Nue, désarmée face à l’ennemi invisible, plus dangereux et pernicieux que l’animal qui rôde la nuit autour de notre habitat: Watching, être aux aguets, dans cette brume qui nous enveloppe au lever du jour, alors que nous sommes à 1000 m d’altitude, sans savoir si l’ennemi est là. Ces objets façonnés pour tuer, mais aussi pour se défendre, se protéger d’une attaque éventuelle, résonnent et font écho à situation que nous vivons ici à Arniberg. Faudra-t-il apprendre à devenir le chasseur-cueilleur d’antan?!
Munie de ma lance, je ne donne pas cher de ma peau face à l’animal de la forêt. Pire encore, je ne sais pas reconnaître les plantes et fleurs comestibles! Watching …visible, invisible est un travail qui traduit un sentiment d’impuissance très fort, une réaction à vif face à cette nouvelle donne.

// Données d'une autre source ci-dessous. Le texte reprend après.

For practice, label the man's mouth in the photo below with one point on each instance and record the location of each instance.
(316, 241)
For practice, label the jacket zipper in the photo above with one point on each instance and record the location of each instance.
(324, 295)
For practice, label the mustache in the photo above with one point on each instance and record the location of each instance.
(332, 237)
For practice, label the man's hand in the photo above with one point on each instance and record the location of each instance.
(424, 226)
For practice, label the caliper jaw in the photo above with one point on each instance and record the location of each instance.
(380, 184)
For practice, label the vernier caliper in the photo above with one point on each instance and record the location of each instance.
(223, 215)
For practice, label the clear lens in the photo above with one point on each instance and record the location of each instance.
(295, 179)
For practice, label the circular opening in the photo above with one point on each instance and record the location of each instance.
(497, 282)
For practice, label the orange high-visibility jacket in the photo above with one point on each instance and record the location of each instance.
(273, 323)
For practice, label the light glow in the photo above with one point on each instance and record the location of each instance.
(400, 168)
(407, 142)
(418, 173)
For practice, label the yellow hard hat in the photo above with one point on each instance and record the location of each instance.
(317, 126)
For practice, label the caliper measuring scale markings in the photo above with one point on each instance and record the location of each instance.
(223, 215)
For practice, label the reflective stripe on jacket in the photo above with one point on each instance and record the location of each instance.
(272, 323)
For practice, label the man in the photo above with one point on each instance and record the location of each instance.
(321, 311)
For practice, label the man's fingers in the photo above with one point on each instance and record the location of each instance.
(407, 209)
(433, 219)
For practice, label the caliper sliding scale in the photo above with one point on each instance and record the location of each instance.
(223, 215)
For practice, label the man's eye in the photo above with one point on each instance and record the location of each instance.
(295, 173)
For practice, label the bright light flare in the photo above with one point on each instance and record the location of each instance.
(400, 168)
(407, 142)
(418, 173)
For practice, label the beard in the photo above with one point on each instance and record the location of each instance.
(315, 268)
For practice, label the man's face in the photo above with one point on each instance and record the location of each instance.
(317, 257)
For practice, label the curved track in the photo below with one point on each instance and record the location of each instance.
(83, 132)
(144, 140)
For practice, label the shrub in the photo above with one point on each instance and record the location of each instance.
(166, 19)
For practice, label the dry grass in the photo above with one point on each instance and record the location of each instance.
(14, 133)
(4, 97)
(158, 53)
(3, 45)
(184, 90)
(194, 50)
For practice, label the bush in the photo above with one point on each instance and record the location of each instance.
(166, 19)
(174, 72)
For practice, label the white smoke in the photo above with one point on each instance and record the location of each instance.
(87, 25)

Ces armes en terre cuite sont inutilisables face à la menace qui pèse. Inoffensives et fragiles, elles nous renvoient à notre extrême vulnérabilité, à l’étrangeté de la situation à laquelle nous devons faire face. Elles nous renvoient à un état primaire presque primitif très éloigné de nos vies contemporaines et pourtant presque proche en ce temps de pandémie. Elles nous disent notre impuissance face aux éléments de la nature qui se manifestent et nous appellent à une réflexion salutaire sur l’état de notre terre, sur les effets du dérèglement climatique et de la surproduction, à l’échelle mondiale.
Un monde sur pattes
Un monde sur pattes – les pieds dans l’eau symbolise ce que nous sommes individuellement et collectivement face au monde en grande mutation. Conçu comme un espace réflectif, ces petites pattes incarnent notre désir d’avancer et notre quête d’équilibre dans un monde instable, en mouvement.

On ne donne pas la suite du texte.